兄弟愛(Brethren)

Brethren or Brotherly Love

写真:aboutpixel
文:ギャリー・グリーン
キーワード:兄弟愛(brethren)

最近空港の出発ロビーのゲートの椅子に座っていたとき他の乗客の人々の表情をちらっと見ました。確かに現地時間で午前7時、ドイツ時間では午前4時でした。澄んだ青い空で太陽が輝いていましたが、ほとんどのドイツ人が浮かべていた表情は別の話を物語っていました。
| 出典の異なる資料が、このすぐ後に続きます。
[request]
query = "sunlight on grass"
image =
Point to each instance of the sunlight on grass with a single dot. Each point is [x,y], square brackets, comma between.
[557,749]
ひょっとしたらそんなに朝早く出発しなければならないので疲れていたのでしょうか?たぶんそうでしょう。ひょっとするとこの長時間のフライトに希望の座席が取れなかった人が多少いたのでしょうか?たぶんそうでしょう。それとももしかするとこの小さな楽園から離れたくないのでしょうか?ひょっとしたらそうかもしれません。

しかし私はヒースロー、JFK、ヘルシンキなど寒い国の空の下でもこのような表情を見てきました。それでは幸福感の欠如がさらに根深くなったとしたらどうしますか?そこに留まりたいという願いが実際には帰国したくないという願いだったとしたらどうしますか?ドイツ人が特にドイツを好きでなかったとしたらどうしますか?あえて言えばドイツ人が自分の兄弟である他のドイツ人を好きでなかったとしたらどうしますか?
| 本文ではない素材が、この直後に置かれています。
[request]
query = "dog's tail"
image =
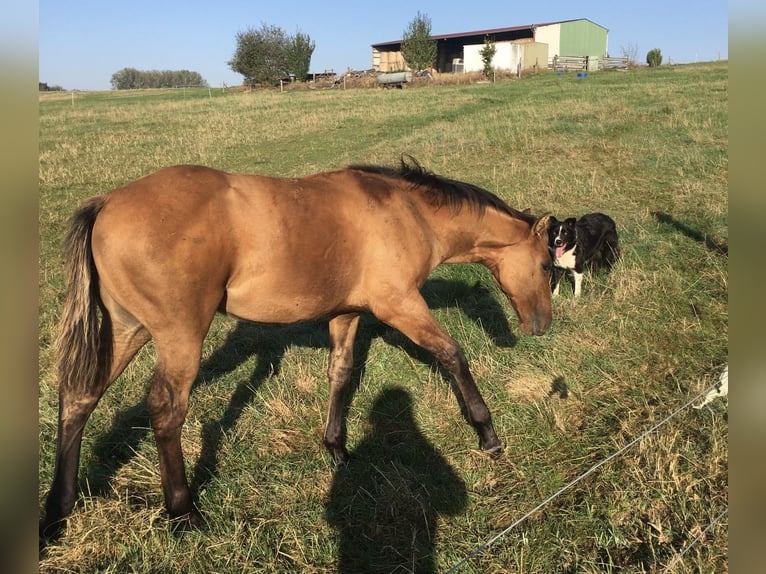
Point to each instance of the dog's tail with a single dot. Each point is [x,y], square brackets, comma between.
[611,248]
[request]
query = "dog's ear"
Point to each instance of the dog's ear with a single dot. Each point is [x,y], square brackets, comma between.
[540,228]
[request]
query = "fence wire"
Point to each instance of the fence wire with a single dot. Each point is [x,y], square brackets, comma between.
[479,549]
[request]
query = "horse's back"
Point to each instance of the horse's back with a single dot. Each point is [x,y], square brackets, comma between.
[277,249]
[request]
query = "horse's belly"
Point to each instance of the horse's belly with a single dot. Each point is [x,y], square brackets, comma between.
[256,303]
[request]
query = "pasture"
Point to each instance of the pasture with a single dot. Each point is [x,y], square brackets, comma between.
[648,147]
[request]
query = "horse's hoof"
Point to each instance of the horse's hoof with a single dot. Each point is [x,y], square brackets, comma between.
[495,452]
[186,522]
[493,448]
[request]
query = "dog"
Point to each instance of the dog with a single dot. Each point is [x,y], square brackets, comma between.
[590,242]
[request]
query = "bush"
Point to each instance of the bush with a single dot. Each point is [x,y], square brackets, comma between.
[654,57]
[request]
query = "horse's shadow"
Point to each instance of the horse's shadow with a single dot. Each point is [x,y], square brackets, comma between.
[117,447]
[721,248]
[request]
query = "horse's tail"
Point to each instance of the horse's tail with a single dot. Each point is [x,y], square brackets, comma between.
[84,345]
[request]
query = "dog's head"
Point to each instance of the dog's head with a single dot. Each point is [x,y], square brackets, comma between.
[561,235]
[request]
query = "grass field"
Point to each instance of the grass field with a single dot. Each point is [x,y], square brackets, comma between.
[648,147]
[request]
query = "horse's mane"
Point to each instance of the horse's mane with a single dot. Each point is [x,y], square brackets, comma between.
[444,192]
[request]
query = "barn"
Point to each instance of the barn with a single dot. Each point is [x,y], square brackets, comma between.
[518,48]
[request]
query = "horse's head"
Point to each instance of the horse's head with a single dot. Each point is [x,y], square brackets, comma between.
[523,271]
ドイツに来たとき外国人が受ける最大の印象は笑顔のなさと通りでの無関心さです。なぜでしょうか?

ドイツに30年間住みここが自分の国だと言っている者として私は、他人に対して内在する不信がこのような印象を与えているのかどうか疑っています。それともこれは誰かが責任を取るまで待っている場合だけなのでしょうか?それともその両方でしょうか?

サッカー・ワールドカップをここで見た人々はまったく違ったドイツを目にしました。遠くでテレビで見た人々は非常に友好的で人情に厚い国と国民の画像を目にしました。一人一人は遠慮がちですが社会の大きな感情の爆発を持ったたくましい精神があらわれるようです。この地域のカーニバルの時期も同様の雰囲気になります。

しかし現在ドイツ人はあまり幸せではありません。ドイツ政府の長期間にわたる事実否定により財政は混乱に陥っています。また社会状態に我慢することができるかという疑問への国民のたゆまない拒絶によりケインズ経済学の政策が存続しつづけています。

多くの人がもっと最近になって現実に対してショックを受けた後、さらに何年も生活水準や自尊心の低下に直面しています。現在の経済の小規模な方向転換にもかかわらずドイツの方法は欠陥があることが証明されています。現在、こうむった不幸に対する非難を加える追求は前向きなことを取り巻く感情と同じくらい強いものです。

この文化的生活で自己省察は今までどおり続きます。それを忘れないようにしましょう。でも私たちがここですばらしく平和な社会で暮らせるのは、無政府主義の傾向が極端に低いおかげでもあります。

一般的に緩和しつつある継続を引き起こすために行動を起こすクリンスマン(Klinsmann)やベッケンバウアー(Beckenbauer)のような人物を待っていますか?何か申し出がありますか?本物のドイツの能力がもたらす全国的な安らぎをただ想像してみてください。